W państwowych spółkach trzeba mieć na uwadze interes wszystkich akcjonariuszy. Trudno jest być prezesem, który reprezentuje tylko część udziałowców - stwierdził w rozmowie z "Rzeczpospolitą" Jan Emeryk Rościszewski, odchodzący prezes PKO Banku Polskiego. Dodał też, że "być może bank potrzebuje menedżera o większych zdolnościach do kompromisów".

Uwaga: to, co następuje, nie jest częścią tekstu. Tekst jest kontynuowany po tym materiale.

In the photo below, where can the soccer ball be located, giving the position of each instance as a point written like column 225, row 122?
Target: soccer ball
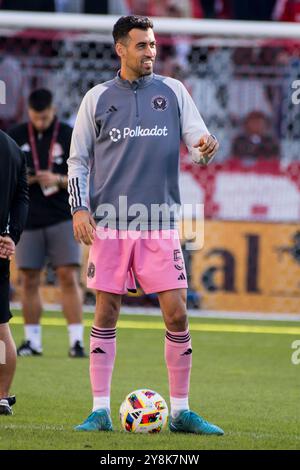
column 143, row 411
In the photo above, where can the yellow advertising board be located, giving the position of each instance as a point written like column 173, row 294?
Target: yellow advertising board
column 248, row 267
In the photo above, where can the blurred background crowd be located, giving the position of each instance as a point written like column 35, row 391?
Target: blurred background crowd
column 280, row 10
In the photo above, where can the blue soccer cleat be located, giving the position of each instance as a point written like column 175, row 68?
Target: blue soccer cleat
column 99, row 420
column 188, row 421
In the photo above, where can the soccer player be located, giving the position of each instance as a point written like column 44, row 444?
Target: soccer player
column 125, row 147
column 48, row 232
column 13, row 213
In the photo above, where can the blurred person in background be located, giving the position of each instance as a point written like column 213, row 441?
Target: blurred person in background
column 48, row 232
column 106, row 7
column 256, row 10
column 287, row 10
column 11, row 75
column 28, row 5
column 257, row 141
column 13, row 213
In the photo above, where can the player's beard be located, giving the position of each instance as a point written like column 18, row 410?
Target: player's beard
column 146, row 70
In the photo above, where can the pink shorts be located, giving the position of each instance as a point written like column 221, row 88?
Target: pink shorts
column 154, row 258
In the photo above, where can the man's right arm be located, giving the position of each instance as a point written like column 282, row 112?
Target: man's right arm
column 82, row 145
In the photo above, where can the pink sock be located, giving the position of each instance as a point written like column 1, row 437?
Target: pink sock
column 178, row 355
column 102, row 358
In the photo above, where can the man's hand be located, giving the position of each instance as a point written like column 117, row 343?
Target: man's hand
column 47, row 178
column 7, row 247
column 84, row 227
column 206, row 148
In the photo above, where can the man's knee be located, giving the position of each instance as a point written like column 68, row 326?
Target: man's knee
column 68, row 277
column 107, row 309
column 30, row 280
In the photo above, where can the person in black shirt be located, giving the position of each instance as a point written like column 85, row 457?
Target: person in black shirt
column 13, row 213
column 48, row 233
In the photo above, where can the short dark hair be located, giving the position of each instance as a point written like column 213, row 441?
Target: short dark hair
column 126, row 23
column 40, row 99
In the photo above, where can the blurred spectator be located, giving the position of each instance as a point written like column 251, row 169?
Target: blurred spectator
column 256, row 10
column 48, row 233
column 173, row 8
column 28, row 5
column 111, row 7
column 11, row 75
column 287, row 10
column 257, row 140
column 68, row 6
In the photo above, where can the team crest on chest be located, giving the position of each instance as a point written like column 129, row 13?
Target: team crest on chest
column 159, row 103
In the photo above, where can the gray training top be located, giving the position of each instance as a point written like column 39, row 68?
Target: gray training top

Rezygnacja prezesa PKO BP po czterech miesiącach
W ubiegłym tygodniu Jan Emeryk Rościszewski zrezygnował z funkcji prezesa PKO BP po czterech miesiącach pełnienia obowiązków na tym stanowisku. Z zarządu zostali odwołani Rafał Antczak i Jakub Papierski. Tego samego dnia rada nadzorcza banku powołała na funkcję wiceprezesa banku Iwonę Dudę i powierzyła jej kierowanie pracami zarządu od 23 października. Ponadto RN powołała w skład zarządu Wojciecha Iwanickiego na stanowisko wiceprezesa.
Rościszewski o powodach rezygnacji z funkcji prezesa PKO BP
Rościszewski pytany w rozmowie z "Rzeczpospolitą" o powody odejścia przyznał, że zdaje sobie sprawę, iż rezygnacja z funkcji prezesa w miesiąc po powołaniu przez KNF może być zaskakująca. - Kieruję się jednak zasadą, że odpowiedzialność za instytucję, którą mi powierzono, wyznacza granice mojej elastyczności - powiedział.
Jak dodał, nie ma jednego konkretnego powodu, który przesądził o tym, że złożył rezygnację. - Sprawne zarządzanie tak dużą spółką wymaga pełnego poparcia rady nadzorczej reprezentującej wszystkich akcjonariuszy. Ponieważ ten warunek nie został spełniony, postanowiłem zrezygnować z funkcji prezesa zarządu. Być może bank potrzebuje menedżera o większych zdolnościach do zawierania kompromisów - powiedział.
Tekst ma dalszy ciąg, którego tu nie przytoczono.